I read this courtesy of NetGalley.
Well.. This was … quite weird. And consequently, kinda hard for me to review. Let me get some thoughts down:
- I don’t tend to go in for circus stories. I have never been fascinated by the circus as a place, so I don’t gravitate to stories about them. Not that I hate them! But I have no comparisons to make as to whether this is a good circus story or not. The circus is not made out to be a deeply loving family or a wonderful magical place… magical, perhaps, and certainly for the punters, but wonderful? Not always.
- The structure of the story is intriguing, and one of the aspects that I really enjoyed it. It opens with what might be a dream or might be a memory. Then moves on to an interview, with the child from the first part now an older woman, talking about her family and her life as a funambulist – a tightrope walker. The interview hides as much as it reveals. The rest of the book then swings between the older women reflecting on her life and the experience of doing that reflecting, and then back in time to the experiences she is re-living.

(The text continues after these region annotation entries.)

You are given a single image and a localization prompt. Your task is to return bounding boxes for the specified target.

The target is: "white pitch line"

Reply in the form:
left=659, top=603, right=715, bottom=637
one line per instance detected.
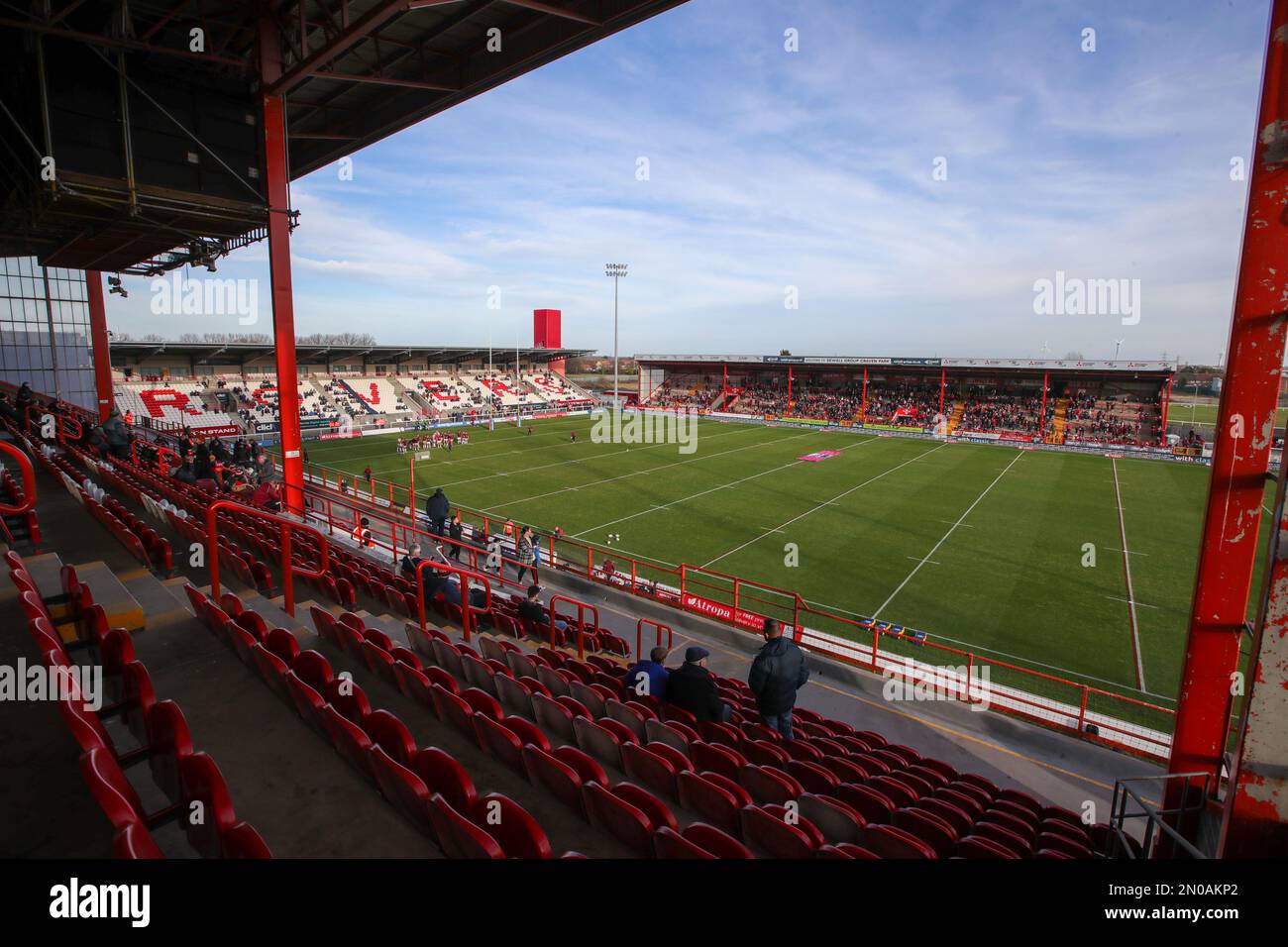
left=574, top=432, right=886, bottom=536
left=442, top=430, right=752, bottom=487
left=491, top=432, right=824, bottom=517
left=872, top=451, right=1024, bottom=621
left=702, top=445, right=945, bottom=569
left=1109, top=458, right=1145, bottom=690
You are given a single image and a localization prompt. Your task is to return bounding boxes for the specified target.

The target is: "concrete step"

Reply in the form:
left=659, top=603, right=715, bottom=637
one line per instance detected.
left=121, top=576, right=439, bottom=858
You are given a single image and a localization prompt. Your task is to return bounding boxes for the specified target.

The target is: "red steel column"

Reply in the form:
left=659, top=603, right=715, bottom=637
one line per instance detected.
left=1219, top=466, right=1288, bottom=858
left=259, top=8, right=304, bottom=515
left=1164, top=0, right=1288, bottom=837
left=85, top=269, right=115, bottom=421
left=1158, top=374, right=1176, bottom=447
left=1038, top=371, right=1051, bottom=438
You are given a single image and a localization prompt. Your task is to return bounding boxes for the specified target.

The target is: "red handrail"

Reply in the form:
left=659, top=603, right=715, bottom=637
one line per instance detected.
left=550, top=595, right=599, bottom=661
left=635, top=618, right=675, bottom=661
left=206, top=500, right=331, bottom=618
left=416, top=559, right=492, bottom=642
left=0, top=441, right=36, bottom=517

There’s a biography being revealed, clearly. But it’s also a rumination on the nature of memory and the nature of family and the possibilities of, the realities of, memory. This aspect – how it makes the reader think about how we tell our own stories – was probably, for me, the most intriguing aspect.

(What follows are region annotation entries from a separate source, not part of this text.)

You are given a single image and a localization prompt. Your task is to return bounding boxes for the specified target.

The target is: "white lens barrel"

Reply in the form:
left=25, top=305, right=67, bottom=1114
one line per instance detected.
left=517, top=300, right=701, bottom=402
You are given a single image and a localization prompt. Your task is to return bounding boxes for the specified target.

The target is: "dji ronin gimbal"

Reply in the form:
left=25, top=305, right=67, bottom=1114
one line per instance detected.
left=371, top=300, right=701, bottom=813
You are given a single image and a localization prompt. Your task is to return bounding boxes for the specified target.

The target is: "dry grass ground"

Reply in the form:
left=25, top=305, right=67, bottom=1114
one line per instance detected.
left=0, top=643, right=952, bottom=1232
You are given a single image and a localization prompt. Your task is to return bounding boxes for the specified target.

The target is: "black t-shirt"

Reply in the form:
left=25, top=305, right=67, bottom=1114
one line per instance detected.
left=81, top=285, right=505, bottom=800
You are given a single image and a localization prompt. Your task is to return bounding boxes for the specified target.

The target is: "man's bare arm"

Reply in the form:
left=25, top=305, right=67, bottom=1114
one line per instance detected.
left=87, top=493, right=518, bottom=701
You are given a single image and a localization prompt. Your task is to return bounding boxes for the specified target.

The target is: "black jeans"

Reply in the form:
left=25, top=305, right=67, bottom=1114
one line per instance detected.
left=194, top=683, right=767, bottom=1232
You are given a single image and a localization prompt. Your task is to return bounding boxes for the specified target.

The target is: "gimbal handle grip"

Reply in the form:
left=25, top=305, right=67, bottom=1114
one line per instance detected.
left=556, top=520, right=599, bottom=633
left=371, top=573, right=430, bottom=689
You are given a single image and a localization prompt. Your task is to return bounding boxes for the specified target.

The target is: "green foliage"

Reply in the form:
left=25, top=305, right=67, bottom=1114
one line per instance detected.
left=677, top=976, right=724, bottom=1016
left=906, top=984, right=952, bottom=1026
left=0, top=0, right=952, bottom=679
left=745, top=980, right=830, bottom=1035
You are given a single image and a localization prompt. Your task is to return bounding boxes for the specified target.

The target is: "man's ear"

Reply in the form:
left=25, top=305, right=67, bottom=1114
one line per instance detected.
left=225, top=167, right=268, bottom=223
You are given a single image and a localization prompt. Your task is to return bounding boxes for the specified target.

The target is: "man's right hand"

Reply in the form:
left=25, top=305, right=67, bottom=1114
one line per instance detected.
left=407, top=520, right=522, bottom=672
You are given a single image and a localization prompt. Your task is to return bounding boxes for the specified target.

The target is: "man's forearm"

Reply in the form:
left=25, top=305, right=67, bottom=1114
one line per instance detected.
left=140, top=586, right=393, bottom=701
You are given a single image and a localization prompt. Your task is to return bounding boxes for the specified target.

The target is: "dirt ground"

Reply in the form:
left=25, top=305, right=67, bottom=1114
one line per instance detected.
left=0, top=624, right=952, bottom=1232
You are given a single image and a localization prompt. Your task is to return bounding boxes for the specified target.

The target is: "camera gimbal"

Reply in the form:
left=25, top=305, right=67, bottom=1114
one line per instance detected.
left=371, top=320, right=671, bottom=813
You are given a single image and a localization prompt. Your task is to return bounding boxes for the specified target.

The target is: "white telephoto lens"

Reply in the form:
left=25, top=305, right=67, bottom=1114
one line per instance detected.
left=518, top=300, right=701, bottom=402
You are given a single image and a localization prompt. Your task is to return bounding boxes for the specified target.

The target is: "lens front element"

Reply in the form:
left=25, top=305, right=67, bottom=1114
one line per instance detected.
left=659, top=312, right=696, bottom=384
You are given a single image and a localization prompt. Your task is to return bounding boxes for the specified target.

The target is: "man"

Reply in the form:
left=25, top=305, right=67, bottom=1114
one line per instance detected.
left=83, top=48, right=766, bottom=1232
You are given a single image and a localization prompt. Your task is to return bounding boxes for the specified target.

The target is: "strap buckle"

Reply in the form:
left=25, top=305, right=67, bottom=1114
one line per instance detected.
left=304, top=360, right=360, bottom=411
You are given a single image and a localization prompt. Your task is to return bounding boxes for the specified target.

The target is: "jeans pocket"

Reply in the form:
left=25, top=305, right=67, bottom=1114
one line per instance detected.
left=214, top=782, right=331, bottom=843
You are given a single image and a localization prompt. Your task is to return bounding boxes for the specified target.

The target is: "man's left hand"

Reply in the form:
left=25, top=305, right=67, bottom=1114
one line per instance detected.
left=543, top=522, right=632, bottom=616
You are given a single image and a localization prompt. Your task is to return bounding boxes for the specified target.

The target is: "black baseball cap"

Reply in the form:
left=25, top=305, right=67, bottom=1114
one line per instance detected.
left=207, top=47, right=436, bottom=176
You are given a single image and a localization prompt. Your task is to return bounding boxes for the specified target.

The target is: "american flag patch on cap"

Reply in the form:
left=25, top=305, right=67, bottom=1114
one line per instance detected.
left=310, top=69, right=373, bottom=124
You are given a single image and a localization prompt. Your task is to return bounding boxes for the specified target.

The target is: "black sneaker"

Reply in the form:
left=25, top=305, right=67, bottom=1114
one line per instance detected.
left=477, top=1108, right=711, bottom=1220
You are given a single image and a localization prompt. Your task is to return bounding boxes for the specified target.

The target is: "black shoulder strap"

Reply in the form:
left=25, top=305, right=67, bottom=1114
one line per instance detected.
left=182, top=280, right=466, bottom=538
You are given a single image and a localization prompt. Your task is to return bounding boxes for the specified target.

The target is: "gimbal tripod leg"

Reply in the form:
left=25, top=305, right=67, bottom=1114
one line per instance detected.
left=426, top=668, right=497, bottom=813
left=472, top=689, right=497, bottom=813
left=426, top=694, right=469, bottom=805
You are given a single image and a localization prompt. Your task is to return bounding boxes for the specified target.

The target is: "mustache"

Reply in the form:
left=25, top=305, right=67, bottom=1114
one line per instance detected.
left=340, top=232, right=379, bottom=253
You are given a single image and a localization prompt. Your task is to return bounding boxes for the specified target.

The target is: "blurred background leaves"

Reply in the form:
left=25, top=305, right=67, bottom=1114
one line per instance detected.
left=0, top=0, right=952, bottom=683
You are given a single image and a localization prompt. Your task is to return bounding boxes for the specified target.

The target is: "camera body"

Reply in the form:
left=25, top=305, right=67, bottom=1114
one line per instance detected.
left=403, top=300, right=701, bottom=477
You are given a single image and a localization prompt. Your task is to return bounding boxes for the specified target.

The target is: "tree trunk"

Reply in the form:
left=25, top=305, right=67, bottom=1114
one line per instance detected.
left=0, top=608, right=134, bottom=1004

- There’s a lot about parents here. The failures of parents and who is a parent – that it’s not just about biology – and what parents can or should or can’t be. What children can, should, and shouldn’t know about their parents. And how all of those things (can) have an impact on children…
- There is also, unsurprisingly!, a lot about learning to walk on a tightrope. As someone who really doesn’t like heights, that was both terrifying and fascinating. But it’s really not the focus – it’s a means to an end, really.
- Overall I enjoyed this story, although it’s very much not my usual sort of thing.